Bluegrass Music Hall of Fame and Museum
In Owensboro, the Bluegrass Music Hall of Fame and Museum tells the story of the genre that’s synonymous with Kentucky through exhibits that celebrate the musicians and artifacts that have played key roles in its development and popularity. Self-guided tours offer access to permanent collections, rotating exhibits and the Hall of Fame itself. Galleries include “Sources of Bluegrass Music,” “Dawn of the Bluegrass Era” and “Modern Roots and Branches,” offering a comprehensive look at where bluegrass started and where it’s going.

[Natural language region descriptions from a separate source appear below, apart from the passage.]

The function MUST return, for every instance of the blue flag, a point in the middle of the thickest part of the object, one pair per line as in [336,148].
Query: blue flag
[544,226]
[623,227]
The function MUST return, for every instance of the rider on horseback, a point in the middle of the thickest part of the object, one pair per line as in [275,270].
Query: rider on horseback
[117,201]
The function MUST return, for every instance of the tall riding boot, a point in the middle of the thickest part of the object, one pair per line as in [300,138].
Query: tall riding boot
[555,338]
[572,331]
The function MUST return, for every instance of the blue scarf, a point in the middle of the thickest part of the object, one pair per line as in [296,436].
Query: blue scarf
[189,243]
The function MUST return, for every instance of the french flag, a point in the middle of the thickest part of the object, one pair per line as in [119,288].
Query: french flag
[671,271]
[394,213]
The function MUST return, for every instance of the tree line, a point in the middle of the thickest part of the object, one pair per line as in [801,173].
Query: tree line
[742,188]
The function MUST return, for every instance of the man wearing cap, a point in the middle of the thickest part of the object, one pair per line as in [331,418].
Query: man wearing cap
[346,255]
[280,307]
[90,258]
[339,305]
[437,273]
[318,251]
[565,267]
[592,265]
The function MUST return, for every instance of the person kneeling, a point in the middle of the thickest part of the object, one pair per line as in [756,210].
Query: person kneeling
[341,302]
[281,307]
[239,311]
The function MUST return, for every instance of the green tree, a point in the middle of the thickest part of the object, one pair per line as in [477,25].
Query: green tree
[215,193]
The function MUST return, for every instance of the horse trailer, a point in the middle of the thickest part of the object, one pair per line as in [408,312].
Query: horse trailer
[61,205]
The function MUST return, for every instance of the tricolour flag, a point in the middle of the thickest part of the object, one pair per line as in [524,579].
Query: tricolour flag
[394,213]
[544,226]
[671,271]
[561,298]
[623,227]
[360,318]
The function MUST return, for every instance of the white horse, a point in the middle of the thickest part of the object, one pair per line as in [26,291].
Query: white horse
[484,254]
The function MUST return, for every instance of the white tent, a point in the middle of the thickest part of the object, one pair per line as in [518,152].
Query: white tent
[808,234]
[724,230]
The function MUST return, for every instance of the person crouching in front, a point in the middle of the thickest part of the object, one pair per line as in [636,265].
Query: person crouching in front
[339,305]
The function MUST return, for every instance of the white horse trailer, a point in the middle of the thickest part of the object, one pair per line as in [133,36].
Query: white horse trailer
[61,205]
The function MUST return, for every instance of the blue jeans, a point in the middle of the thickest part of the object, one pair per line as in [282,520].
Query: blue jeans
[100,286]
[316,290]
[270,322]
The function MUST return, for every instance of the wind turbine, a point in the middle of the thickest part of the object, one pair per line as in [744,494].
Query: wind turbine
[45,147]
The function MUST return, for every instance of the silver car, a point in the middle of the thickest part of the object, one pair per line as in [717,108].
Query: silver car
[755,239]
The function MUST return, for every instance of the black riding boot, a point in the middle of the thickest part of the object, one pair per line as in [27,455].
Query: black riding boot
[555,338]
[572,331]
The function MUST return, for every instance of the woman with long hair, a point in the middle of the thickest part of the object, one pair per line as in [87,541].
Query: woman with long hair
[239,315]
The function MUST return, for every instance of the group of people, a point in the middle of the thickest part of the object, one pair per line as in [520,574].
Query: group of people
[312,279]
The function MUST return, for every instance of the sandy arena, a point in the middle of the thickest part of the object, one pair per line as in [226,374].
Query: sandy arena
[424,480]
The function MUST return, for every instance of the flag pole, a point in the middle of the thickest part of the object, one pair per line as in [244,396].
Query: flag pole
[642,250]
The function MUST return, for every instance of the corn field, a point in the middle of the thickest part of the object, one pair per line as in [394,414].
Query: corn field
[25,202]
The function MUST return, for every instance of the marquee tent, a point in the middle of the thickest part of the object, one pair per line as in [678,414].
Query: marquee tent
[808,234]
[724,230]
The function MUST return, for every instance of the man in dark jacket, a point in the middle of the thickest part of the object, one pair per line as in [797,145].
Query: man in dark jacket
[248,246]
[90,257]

Country Music Highway Museum
The Country Music Highway Museum, on U.S. 23 in Staffordsville, Kentucky, features more than a dozen exhibits showcasing memorabilia from the many country music stars that hail from portions of Kentucky near U.S. 23, dubbed the state’s “Country Music Highway.” Among the artists spotlighted at the museum are Lynn, Gayle, Chris Stapleton, Dwight Yoakam, Billy Ray Cyrus, Tom T. Hall, Keith Whitley, Ricky Skaggs, Patty Loveless and The Judds. Every Thursday, the museum hosts live bluegrass music and dancing as part of its Front Porch Pickin’ concert series.
Loretta Lynn Homestead
Fans of the “Coal Miner’s Daughter” will want to make a pilgrimage to see her childhood home of Butcher Holler in Van Lear, just north of Pikeville. Visitors can tour the cabin in which she and her sister, fellow singer Crystal Gayle, grew up and view authentic artifacts such as the family’s original washboard and porch swing. Groups can also stop at nearby Webb’s General Store, run by members of Lynn’s family, for sandwiches and souvenirs.